Within the M-21, there was a laboratory tasked with designing and creating deadly IEDs to hide inside common objects such as suitcases, belts, car seats and books. Chemists and electronics experts at the laboratory also penned manuals on how to conduct road-side attacks using IEDs.

Following a series of attacks in the first months after the US-led invasion of Iraq, experts noted a growing sophistication in the preparation of IEDs, which suggested the handwork of explosive experts.
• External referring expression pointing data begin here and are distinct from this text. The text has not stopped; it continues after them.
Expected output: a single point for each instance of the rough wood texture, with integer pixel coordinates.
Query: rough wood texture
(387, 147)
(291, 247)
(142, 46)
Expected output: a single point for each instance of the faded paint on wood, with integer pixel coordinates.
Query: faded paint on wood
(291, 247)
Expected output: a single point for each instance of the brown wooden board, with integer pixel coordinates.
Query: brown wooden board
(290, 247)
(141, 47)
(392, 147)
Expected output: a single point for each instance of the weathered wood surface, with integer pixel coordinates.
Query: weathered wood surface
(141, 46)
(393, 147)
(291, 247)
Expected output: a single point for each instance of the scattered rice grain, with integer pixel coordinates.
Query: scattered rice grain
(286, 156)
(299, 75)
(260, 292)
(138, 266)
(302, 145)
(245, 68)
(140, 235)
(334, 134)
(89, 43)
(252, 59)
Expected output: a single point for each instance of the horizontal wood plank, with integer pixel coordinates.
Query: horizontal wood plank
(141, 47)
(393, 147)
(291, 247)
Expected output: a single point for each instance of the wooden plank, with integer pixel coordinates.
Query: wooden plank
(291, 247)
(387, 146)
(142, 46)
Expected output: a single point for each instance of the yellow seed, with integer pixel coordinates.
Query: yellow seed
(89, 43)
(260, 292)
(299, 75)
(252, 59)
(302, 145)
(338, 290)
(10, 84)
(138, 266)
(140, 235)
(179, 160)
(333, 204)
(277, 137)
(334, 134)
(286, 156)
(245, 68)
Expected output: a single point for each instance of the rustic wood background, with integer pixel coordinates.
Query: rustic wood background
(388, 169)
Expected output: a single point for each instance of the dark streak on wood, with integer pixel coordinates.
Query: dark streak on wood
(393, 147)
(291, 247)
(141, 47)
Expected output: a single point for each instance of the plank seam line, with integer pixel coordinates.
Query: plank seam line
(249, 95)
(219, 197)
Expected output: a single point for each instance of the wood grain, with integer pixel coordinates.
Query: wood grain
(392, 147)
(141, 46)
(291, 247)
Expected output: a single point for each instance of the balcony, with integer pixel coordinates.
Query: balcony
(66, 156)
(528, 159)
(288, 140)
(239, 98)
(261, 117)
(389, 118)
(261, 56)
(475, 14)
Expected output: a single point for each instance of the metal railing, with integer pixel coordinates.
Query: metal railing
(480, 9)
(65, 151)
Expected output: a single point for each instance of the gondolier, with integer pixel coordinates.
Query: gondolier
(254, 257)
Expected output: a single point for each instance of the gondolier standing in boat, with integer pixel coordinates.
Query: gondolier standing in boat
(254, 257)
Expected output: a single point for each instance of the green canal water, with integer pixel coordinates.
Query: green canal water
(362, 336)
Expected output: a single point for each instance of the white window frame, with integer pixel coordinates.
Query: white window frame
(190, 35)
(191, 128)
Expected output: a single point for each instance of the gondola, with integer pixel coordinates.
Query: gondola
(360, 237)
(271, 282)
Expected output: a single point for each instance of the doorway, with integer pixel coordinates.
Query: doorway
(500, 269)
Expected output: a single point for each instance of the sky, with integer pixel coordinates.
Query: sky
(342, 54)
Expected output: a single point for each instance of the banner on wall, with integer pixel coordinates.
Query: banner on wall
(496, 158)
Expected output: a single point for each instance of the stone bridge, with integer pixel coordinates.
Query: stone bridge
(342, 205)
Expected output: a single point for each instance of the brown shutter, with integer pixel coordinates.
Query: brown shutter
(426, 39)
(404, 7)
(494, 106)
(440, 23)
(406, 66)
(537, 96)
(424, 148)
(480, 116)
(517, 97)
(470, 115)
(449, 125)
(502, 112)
According to British intelligence sources the creation of such devices is limited to a small group of explosive experts who produce IEDs on an "industrial scale".

General Martin Dempsey, the commander of the fifth corps of the first US armoured division, said he considered there is a central group that provided the planning, the training and the actual improvised devices.

The four deaths in the southern province of Nassiriya - in an explosion Thursday morning against a passing coalition military convoy - brings the total of registered military deaths from IEDs to 815, according to the website 'icasualties.org' which attempts to provide a head count of the number of victims since the April 2003 invasion of Iraq.

From their data, IEDs emerge as the main cause of death for foreign soldiers, of whom 2,605 have lost their lives. The American contingent is the hardest hit - 778 of their 2392 dead were from roadside bombs. During the same period, the site estimates that 4556 members of the Iraqi security forces and more than 8500 civilians were also killed.

Italy has some 2,500 troops based at Nasiriya in southern Iraq. A truck bomb attack against the base in November 2003 killed 19 people - most of them carabinieri and soldiers.